Una antigua formación rocosa con forma de barco, ubicada en Durupınar, en el este de Turquía, cerca del monte Ararat, vuelve a estar en el centro de una investigación que está generando enorme expectación.
En las últimas investigaciones, un equipo internacional ha utilizado radar de penetración terrestre, análisis del suelo y otras técnicas geofísicas para estudiar qué existe debajo de la superficie. Los investigadores afirman haber detectado anomalías angulares y posibles estructuras subterráneas que, según ellos, podrían ser compatibles con restos de una antigua embarcación.
Uno de los aspectos que más ha llamado la atención es que algunas de las señales detectadas por el radar parecen formar patrones rectos, mientras que determinados análisis del terreno han encontrado concentraciones de materia orgánica diferentes a las zonas cercanas. Los investigadores consideran que estos datos justifican continuar con una investigación más profunda.
La formación de Durupınar fue identificada en 1959 y desde entonces ha sido relacionada por algunos investigadores con el relato bíblico del Arca de Noé debido a su particular forma y dimensiones. Sin embargo, también existe una explicación geológica: otros especialistas sostienen que se trata de una formación natural producida por procesos geológicos y deslizamientos de tierra.
🔎 Entonces… ¿ya encontraron el Arca?No.
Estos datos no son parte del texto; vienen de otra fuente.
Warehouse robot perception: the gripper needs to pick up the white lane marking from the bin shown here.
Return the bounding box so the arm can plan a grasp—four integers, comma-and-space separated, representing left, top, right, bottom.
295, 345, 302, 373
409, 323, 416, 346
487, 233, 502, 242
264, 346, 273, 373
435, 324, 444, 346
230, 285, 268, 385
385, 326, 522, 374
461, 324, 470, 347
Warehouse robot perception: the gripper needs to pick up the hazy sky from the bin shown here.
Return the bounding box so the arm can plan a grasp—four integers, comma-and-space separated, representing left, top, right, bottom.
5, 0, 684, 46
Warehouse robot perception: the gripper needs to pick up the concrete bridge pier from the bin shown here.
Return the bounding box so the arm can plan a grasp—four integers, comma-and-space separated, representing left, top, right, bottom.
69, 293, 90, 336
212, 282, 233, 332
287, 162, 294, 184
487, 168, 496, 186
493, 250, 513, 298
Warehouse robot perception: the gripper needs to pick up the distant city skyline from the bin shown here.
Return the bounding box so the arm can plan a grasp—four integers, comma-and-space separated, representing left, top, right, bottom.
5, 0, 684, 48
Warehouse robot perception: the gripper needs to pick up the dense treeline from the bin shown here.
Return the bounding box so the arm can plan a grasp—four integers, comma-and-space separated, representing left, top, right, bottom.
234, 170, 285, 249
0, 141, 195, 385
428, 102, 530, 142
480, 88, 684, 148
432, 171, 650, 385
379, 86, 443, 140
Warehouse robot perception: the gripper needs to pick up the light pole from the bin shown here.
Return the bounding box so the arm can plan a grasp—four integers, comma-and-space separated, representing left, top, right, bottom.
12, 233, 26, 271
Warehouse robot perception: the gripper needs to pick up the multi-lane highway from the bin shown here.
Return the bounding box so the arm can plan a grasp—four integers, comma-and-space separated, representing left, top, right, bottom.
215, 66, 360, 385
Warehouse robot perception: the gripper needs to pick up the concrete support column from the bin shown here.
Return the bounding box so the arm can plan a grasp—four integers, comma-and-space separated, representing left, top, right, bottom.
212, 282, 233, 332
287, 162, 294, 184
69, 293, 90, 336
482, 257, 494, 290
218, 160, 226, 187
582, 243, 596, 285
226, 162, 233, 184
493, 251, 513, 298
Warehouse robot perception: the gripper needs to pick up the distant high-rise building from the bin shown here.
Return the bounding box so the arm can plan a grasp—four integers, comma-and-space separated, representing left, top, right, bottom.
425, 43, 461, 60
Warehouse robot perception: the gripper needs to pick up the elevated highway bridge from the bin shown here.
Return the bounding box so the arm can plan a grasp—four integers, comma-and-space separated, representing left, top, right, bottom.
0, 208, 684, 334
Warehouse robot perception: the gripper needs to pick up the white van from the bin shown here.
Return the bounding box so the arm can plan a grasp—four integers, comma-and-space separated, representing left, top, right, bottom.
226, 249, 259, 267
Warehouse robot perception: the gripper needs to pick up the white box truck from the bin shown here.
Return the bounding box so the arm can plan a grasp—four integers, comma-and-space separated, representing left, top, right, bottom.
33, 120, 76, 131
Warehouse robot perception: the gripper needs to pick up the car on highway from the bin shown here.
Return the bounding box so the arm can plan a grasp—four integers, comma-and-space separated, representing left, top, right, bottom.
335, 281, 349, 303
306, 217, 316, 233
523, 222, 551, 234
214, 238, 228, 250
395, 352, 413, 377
Hasta ahora no existe una prueba científica concluyente que demuestre que la estructura sea el Arca de Noé. Los resultados actuales son indicios que todavía deben ser analizados y publicados científicamente. El propio reporte más reciente señala que se esperan análisis adicionales antes de poder llegar a una conclusión definitiva.
Y precisamente ahí está el misterio: si realmente existe una estructura artificial enterrada bajo esa formación, ¿qué es?
Las investigaciones continúan y los próximos análisis podrían determinar si las extrañas señales corresponden a restos construidos por seres humanos… o simplemente a una impresionante formación natural.